Beverly estudió al segundo hombre, un actor llamado Paul que estaba intentando abrirse camino en el cine y era el amante de Roy en aquellos momentos.

—¿Te encuentras bien? —le preguntó.

—Sí, señora —contestó el actor, sonriendo tímidamente—. Estoy bien. Estoy entrenado para caer y contener la respiración.

—Por no hablar de lo bien que supiste utilizar el maquillaje —dijo Ann—. Esta leve pasada de mano sobre los labios eliminó de inmediato el tinte azulado.

Roy lanzó otro suspiro y se quitó la falsa barriga de debajo de la camisa.

—¡Menudo calor me daba!

—Contadme lo que ha ocurrido —dijo Beverly.

Ann Hastings, que había interpretado el papel de la afligida esposa, refirió la historia mientras tomaba unas cuantas gambas del Golfo y se las introducía en la boca.

—Todo el mundo en aquella iglesia, incluyendo el propio Danny, cree sinceramente que Paul ha resucitado de entre los muertos. ¡Hubieras tenido que ver lo emocionada que estaba la gente! Un par de reporteros hicieron preguntas a la salida. ¿Y sabes una cosa? ¡La gente respondía de la competencia del «doctor Chandler»! ¡E incluso juraba que lo conocía como médico desde hacía muchos años!

Beverly se volvió de nuevo para contemplar las luces de la ciudad.

—Querían simplemente justificar un milagro que necesitaban desesperadamente.
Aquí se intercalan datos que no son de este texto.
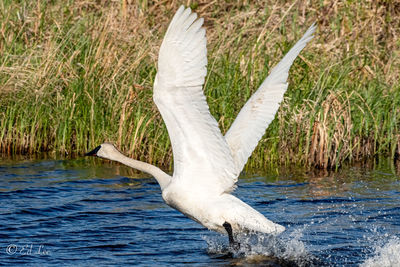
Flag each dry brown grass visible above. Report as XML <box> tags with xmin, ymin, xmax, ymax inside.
<box><xmin>0</xmin><ymin>0</ymin><xmax>400</xmax><ymax>171</ymax></box>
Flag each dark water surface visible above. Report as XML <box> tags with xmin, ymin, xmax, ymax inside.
<box><xmin>0</xmin><ymin>158</ymin><xmax>400</xmax><ymax>266</ymax></box>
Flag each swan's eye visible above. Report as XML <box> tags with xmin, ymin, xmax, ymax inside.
<box><xmin>85</xmin><ymin>146</ymin><xmax>101</xmax><ymax>156</ymax></box>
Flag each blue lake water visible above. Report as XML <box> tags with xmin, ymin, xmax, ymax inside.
<box><xmin>0</xmin><ymin>158</ymin><xmax>400</xmax><ymax>266</ymax></box>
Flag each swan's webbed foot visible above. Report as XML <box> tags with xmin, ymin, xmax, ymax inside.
<box><xmin>222</xmin><ymin>222</ymin><xmax>240</xmax><ymax>250</ymax></box>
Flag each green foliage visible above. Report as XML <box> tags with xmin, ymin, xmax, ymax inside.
<box><xmin>0</xmin><ymin>0</ymin><xmax>400</xmax><ymax>172</ymax></box>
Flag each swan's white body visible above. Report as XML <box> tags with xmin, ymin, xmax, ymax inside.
<box><xmin>91</xmin><ymin>6</ymin><xmax>315</xmax><ymax>240</ymax></box>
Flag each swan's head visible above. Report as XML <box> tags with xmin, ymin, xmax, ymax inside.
<box><xmin>85</xmin><ymin>143</ymin><xmax>121</xmax><ymax>159</ymax></box>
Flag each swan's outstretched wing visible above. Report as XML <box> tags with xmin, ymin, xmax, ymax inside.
<box><xmin>225</xmin><ymin>24</ymin><xmax>316</xmax><ymax>172</ymax></box>
<box><xmin>153</xmin><ymin>6</ymin><xmax>237</xmax><ymax>193</ymax></box>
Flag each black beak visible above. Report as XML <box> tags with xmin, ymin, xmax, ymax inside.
<box><xmin>85</xmin><ymin>146</ymin><xmax>101</xmax><ymax>156</ymax></box>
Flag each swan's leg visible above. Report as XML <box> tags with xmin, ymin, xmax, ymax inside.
<box><xmin>222</xmin><ymin>222</ymin><xmax>240</xmax><ymax>250</ymax></box>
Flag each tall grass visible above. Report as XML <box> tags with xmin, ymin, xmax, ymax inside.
<box><xmin>0</xmin><ymin>0</ymin><xmax>400</xmax><ymax>171</ymax></box>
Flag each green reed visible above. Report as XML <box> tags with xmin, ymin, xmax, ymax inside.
<box><xmin>0</xmin><ymin>0</ymin><xmax>400</xmax><ymax>169</ymax></box>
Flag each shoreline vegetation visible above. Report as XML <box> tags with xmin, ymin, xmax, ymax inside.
<box><xmin>0</xmin><ymin>0</ymin><xmax>400</xmax><ymax>169</ymax></box>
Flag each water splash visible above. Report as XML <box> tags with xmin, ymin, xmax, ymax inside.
<box><xmin>360</xmin><ymin>237</ymin><xmax>400</xmax><ymax>267</ymax></box>
<box><xmin>203</xmin><ymin>229</ymin><xmax>317</xmax><ymax>266</ymax></box>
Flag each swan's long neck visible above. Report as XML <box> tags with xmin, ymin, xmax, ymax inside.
<box><xmin>110</xmin><ymin>153</ymin><xmax>171</xmax><ymax>190</ymax></box>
No se les puede reprochar que mintieran.

Beverly no estaba muy orgullosa de la jugarreta que le habían gastado a Danny aquella noche, pero no habían tenido más remedio que hacerlo. Danny Mackay presumía de haber resucitado a tres personas. Las investigaciones de cada uno de los casos no habían podido establecer lo contrario. Los interesados habían insistido en la autenticidad del milagro. Eso a Beverly no le gustaba. No le gustaba la idea de que unas personas inocentes creyeran en las supercherías de Danny y le ofrecieran dinero. Él les daba falsas esperanzas y eso era una crueldad. El único medio de impedir que siguiera haciendo daño a la gente era demostrar la falsedad de los tres milagros. Y la única manera de hacerlo consistía en escenificar un cuarto milagro, esta vez con personas dispuestas a confesar que todo había sido un fraude.

Como Danny volviera a intentarlo, se arrepentiría de haberlo hecho.